Lo Stato arretra nel Sud, un pezzo alla volta si ritira, abbandona le periferie più remote dove non resta ormai più niente da difendere se non la dignità. I paesi sono decimati dalla denatalità, dalla fuga dei più giovani, dalla miseria. Non c’è più lavoro, non ci sono più servizi, non c’è futuro. Qui le correnti umane soffiano più che altrove e questa terra fatica a uscire da quella risacca di disagio che riverbera nei report. E la scelta di Palazzo Chigi, con l’ultima legge di Bilancio (la numero 197 del 19 dicembre del 2022), ha innescato un terremoto che non è solo sociale e nemmeno solo educativo. Un sisma che, dopo aver superato la prova del Parlamento (dove non siede solo una maggioranza di centrodestra ma c’è anche l’opposizione di centrosinistra), ha spianato la strada al dimensionamento scolastico, una manovra che si traduce in tagli alle autonomie meno numerose. Il problema è che il requisito demografico previsto dalla norma non viene raggiunto nel 70% dell’Italia a Sud di Napoli. E così, il disegno del governo si rivela poco inclusivo e destinato a riportare a galla i temi della questione meridionale. E, soprattutto, provoca tensioni e divisioni territoriali, promesse di battaglie nelle sedi giudiziarie e annunci di vendette elettorali contro i cercatori di voti abituati ad elargire promesse. La verità è che il Mezzogiorno si sta spegnendo lentamente. I segni della resa sono chiari tra povertà sociali e bisogni educativi. Ferite che da Roma hanno deciso di risolvere con sforbiciate ai servizi sanitari, ai trasporti, all’istruzione.
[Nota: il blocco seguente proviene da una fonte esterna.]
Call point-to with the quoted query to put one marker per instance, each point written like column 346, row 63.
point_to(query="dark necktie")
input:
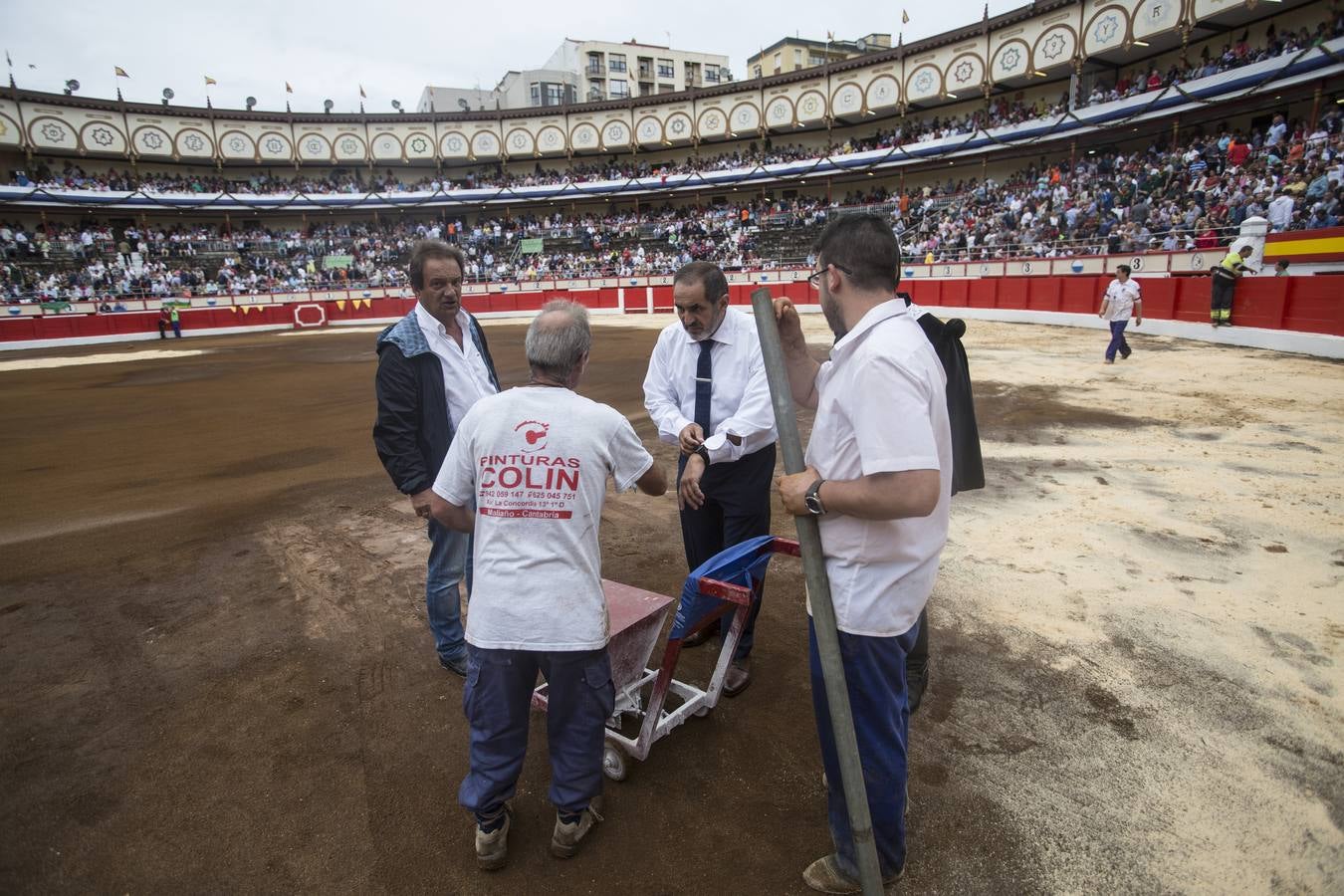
column 702, row 387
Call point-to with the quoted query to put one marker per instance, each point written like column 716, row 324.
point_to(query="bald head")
column 558, row 340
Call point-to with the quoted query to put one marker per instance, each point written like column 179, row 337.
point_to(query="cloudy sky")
column 395, row 47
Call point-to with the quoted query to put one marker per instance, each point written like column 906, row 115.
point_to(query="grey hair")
column 556, row 348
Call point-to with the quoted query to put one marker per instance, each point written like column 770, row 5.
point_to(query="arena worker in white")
column 879, row 481
column 534, row 461
column 707, row 392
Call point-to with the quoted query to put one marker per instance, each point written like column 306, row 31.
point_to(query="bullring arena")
column 215, row 673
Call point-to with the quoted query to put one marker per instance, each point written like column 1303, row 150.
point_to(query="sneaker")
column 567, row 835
column 917, row 680
column 492, row 848
column 825, row 876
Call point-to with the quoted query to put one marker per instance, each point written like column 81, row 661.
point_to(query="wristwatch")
column 813, row 499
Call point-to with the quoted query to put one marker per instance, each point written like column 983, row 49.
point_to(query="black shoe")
column 916, row 683
column 699, row 637
column 737, row 679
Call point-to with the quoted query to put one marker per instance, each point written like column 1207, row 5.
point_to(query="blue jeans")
column 498, row 700
column 875, row 677
column 449, row 563
column 1117, row 340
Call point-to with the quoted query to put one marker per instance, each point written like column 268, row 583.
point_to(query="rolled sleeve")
column 753, row 422
column 456, row 481
column 893, row 429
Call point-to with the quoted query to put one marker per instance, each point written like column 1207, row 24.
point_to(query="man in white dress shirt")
column 879, row 481
column 707, row 392
column 433, row 365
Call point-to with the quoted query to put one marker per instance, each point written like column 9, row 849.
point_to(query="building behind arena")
column 1010, row 140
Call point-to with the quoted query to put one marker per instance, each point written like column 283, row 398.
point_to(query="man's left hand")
column 793, row 491
column 688, row 493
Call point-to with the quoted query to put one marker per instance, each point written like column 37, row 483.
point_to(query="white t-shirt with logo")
column 535, row 462
column 882, row 407
column 1122, row 297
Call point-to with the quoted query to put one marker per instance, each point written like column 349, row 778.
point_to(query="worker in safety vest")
column 1225, row 283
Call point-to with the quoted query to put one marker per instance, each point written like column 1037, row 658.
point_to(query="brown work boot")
column 566, row 838
column 825, row 876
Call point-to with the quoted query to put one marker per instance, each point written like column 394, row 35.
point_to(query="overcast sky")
column 394, row 47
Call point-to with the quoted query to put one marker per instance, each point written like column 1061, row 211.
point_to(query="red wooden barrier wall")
column 1302, row 304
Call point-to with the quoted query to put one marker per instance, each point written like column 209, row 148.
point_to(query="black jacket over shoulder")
column 968, row 470
column 413, row 430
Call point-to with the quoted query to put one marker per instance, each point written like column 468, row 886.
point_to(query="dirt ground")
column 215, row 676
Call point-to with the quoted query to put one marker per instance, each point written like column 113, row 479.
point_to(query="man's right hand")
column 790, row 327
column 419, row 503
column 690, row 438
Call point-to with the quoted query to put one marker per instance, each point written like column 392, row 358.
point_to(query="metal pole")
column 822, row 611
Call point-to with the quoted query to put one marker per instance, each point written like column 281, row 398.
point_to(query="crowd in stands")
column 998, row 113
column 1190, row 196
column 1194, row 195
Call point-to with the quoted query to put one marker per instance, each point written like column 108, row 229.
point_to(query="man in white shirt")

Qui si accorpano le scuole cancellando le presidenze (che non vuol dire dare il benservito solo al preside ma tagliare posti del personale Ata all’interno della direzione scolastica intesa come ufficio), per risparmiare denari da destinare alle spese di guerra.
Tensioni in aula La resa dei conti è arrivata ieri mattina, nell’Assemblea dei sindaci, alla Provincia, con presidi e sindacati e rappresentanti dei Municipi. Il presidente dell’ente, Rosaria Succurro, ha spiegato la manovra obbligatoria imposta dalla legge: «Il dimensionamento scolastico è nato nel 2022, da un decreto del Governo ratificato dalla Regione e inviato alle Province per l’attuazione. Il lavoro che è stato fatto dalla nostra Provincia è molto certosino e per questo ringrazio gli Uffici, il dirigente del settore, Giovanni De Rose, e tutti coloro che a diverso titolo hanno lavorato per la sua implementazione. Abbiamo dovuto tagliare 29 autonomie (21 erano già a reggenza, ndr) ma è necessario spiegare che nessuna scuola chiuderà e non cambierà l’offerta formativa per i nostri studenti. Per l’accorpamento la scuola più numerosa ingloberà quella con il minor numero di alunni».
I sindacati
La risposta dei sindacati alla Succurro è arrivata a stretto giro di posta. Ed è una replica poco conciliante, sottoscritta da Flc Cgil, Cisl Scuola, Uil Scuola, Snals e Gilda: «La Provincia approvato il piano di dimensionamento scolastico, del quale tutti gli attori principali, studenti, lavoratori, famiglie e dirigenti scolastici sono stati tenuti all’oscuro. Arrogandosi l’illegittimità di una eventuale approvazione senza il parere obbligatorio, anche se non vincolante, delle delibere delle scuole. Riteniamo che questo piano di dimensionamento vada fermato, e bene hanno fatto altre provincie in Calabria ed altre regioni, poiché si tratta di un’operazione sbagliata e in contrasto con le stesse priorità evidenziate dal Pnrr circa il miglioramento della qualità dei processi formativi, di lotta alla dispersione e di sostegno alle aree in cui si registra maggiore sofferenza. Non condividiamo la linea politica espressa dal nostro governo regionale, che nessuna obiezione ha opposto a questa legge di stampo fortemente centralista, che relega le regioni al ruolo di mere esecutrici di tagli puramente algebrici».